Friend: Did you already eat or do you want to get some food?
Me: Correct.
Sorry, package of toilet paper. I’m only making one trip from the car with these grocery bags, so you’re sleeping in the car tonight.
I like to take down Christmas decorations in stages. Right now in the stage where I sit on the couch with a cup of tea in denial that I need to take down the Christmas decorations.
Age 21: Goes out for drinks after 9 PM and gets home at 2 AM.
Age 37: Has one tiny little sip of water after 8 PM and has to get up and pee three times before 2 AM.
It turns out the answer to my problems wasn’t at the bottom of this pint of ice cream, but the important thing is that I tried.
It turns out the answer to my problems wasn’t at the bottom of this pint of ice cream, but the important thing is that I tried.
Before coffee: Annoyed by everything.
After coffee: Annoyed by everything but with the energy to complain about it.
The cashier told me to have a good holiday like my purchase of oven cleaner, cat treats, and hummus suggests anything else.

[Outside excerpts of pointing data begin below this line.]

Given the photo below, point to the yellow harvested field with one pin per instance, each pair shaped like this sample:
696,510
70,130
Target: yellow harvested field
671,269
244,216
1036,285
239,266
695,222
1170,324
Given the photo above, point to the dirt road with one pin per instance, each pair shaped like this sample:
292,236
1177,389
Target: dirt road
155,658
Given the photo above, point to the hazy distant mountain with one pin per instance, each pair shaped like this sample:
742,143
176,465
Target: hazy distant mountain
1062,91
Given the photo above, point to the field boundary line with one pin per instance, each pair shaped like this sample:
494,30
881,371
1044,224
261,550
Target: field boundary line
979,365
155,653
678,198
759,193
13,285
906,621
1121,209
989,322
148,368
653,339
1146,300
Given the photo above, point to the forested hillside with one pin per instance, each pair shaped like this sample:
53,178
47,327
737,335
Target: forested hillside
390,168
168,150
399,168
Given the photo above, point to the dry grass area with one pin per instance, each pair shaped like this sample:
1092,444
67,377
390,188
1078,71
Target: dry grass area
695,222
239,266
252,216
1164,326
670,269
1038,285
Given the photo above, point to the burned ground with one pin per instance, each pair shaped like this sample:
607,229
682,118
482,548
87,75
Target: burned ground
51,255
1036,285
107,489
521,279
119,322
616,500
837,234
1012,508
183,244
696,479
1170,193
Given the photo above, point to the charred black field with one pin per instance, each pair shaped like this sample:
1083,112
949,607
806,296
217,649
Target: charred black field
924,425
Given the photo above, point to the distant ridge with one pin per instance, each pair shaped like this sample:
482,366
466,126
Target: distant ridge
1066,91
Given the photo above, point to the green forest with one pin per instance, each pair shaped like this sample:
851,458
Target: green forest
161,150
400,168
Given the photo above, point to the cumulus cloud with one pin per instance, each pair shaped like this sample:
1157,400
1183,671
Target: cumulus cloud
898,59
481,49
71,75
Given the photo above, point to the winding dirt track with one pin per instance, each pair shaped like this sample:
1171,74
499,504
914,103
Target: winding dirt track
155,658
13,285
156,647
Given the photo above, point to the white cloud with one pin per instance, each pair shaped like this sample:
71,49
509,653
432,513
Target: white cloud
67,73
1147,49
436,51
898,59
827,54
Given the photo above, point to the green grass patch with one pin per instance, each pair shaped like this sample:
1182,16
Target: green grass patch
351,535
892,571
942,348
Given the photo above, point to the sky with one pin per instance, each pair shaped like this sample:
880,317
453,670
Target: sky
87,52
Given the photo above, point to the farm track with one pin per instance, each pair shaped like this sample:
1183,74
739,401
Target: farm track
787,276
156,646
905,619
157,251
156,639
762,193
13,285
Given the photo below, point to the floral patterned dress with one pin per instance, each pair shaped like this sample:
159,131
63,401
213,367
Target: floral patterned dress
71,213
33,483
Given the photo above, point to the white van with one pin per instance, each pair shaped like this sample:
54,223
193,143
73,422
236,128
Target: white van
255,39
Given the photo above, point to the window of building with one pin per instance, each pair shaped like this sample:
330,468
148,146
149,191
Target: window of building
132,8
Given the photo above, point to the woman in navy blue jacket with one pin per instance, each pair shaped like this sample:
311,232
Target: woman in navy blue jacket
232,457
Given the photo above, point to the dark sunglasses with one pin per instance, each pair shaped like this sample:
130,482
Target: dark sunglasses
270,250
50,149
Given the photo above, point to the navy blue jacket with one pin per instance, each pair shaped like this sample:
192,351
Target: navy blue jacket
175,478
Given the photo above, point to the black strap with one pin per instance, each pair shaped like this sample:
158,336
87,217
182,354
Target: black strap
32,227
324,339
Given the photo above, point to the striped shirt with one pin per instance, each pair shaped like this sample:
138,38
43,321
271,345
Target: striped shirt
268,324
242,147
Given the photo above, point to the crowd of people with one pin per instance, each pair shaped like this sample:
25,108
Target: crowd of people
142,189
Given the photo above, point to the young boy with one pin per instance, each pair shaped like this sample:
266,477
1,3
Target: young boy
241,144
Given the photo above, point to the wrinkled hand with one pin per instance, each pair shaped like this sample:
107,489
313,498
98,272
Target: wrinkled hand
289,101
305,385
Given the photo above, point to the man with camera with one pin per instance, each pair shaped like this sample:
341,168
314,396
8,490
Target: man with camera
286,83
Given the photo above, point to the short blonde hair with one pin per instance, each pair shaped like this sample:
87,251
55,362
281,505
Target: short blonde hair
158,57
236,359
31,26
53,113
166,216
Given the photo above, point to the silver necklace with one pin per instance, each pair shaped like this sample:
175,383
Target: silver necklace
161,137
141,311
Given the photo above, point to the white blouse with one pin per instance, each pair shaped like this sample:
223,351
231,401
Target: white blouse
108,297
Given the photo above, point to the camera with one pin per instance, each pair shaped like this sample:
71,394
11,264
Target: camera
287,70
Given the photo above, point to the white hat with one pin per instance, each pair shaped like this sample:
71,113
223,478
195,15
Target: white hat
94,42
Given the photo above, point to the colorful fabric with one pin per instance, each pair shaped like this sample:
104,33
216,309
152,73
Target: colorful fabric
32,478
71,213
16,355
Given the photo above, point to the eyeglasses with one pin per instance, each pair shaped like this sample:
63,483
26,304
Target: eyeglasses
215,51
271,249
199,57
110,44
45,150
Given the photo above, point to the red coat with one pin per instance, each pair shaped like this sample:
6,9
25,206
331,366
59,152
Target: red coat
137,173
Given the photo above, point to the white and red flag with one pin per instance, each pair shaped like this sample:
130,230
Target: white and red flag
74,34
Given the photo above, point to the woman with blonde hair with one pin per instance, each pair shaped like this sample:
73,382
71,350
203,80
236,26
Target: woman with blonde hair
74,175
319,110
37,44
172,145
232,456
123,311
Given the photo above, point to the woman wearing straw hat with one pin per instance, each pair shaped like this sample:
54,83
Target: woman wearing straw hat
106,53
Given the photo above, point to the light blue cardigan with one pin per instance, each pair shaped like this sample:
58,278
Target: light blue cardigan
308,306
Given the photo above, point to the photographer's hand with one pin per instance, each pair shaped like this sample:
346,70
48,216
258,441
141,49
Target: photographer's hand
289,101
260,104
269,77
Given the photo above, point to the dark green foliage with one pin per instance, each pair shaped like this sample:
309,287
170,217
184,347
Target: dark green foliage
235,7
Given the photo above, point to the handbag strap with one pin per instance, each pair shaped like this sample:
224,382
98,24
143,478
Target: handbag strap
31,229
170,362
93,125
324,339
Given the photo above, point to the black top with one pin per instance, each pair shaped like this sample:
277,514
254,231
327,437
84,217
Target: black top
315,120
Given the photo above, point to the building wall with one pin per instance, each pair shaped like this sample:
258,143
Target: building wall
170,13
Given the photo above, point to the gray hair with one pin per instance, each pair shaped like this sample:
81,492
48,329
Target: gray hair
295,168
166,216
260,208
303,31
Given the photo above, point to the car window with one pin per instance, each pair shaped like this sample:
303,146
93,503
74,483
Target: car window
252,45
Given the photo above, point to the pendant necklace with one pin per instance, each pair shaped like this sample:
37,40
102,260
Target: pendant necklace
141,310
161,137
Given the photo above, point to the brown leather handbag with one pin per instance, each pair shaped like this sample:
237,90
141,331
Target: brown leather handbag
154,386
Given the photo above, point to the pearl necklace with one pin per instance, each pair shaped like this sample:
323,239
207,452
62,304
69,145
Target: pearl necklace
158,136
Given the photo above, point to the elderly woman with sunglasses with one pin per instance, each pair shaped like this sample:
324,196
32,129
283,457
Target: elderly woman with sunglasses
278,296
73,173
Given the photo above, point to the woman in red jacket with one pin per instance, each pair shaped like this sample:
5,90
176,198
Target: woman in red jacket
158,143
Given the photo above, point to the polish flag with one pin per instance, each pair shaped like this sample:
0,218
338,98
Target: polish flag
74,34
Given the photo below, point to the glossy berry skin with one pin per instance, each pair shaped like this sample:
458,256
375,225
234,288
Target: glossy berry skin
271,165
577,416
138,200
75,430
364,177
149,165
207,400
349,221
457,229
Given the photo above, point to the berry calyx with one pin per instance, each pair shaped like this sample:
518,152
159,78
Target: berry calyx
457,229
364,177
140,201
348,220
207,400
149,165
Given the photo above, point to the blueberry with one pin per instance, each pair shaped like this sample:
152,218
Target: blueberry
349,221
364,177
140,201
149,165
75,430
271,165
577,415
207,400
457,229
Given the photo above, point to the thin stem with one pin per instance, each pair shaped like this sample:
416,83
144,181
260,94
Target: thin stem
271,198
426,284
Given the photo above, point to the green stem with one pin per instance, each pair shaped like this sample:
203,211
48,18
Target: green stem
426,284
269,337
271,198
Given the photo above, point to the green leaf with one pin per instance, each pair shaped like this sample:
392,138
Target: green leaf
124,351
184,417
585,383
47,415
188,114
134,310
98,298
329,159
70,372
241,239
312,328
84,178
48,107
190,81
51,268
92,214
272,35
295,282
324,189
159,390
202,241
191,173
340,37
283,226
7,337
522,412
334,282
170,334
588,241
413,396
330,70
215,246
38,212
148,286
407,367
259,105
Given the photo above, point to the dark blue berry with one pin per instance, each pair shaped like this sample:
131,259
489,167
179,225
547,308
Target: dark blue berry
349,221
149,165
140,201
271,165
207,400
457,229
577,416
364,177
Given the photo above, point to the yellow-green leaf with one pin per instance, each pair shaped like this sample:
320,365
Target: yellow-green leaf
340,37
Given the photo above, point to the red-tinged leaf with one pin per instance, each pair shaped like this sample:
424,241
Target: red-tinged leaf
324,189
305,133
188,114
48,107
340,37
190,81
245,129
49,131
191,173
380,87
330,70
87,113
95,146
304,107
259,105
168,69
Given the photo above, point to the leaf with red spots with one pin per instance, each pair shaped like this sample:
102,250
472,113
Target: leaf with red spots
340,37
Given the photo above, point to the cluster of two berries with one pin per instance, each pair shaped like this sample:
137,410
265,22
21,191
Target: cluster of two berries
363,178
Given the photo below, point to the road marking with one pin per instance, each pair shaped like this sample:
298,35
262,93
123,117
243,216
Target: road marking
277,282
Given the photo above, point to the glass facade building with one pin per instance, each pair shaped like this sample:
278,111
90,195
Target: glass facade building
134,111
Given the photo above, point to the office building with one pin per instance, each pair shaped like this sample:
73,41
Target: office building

Me at home: I want peace on earth and good will to men.
Me while grocery shopping: If one more idiot blocks the aisle, I’m going to run them over with my cart like grandma getting run over by a reindeer.
It’s cute how the grocery store cashier told me to have a great Thanksgiving like I won’t be back to the store six more times in the next seven days.
Age 17: I can’t wait to travel the world!
Age 37: Feeling kind of adventurous. Might go to the “good” grocery store 15 miles away.
Directions: Allow food to sit for five minutes before consuming.
Me: No.
“Well-behaved women seldom make history,” I quietly say as I don’t wait the full 10 minutes for the oven to preheat.
Me at 12: I can’t wait to be an adult so I can buy whatever I want with my money.
Me at 36: If I wait until it goes on sale and use my coupon, I can buy scented trash bags.
No thanks, $30 haunted house. I can watch the news and get scared any time for free.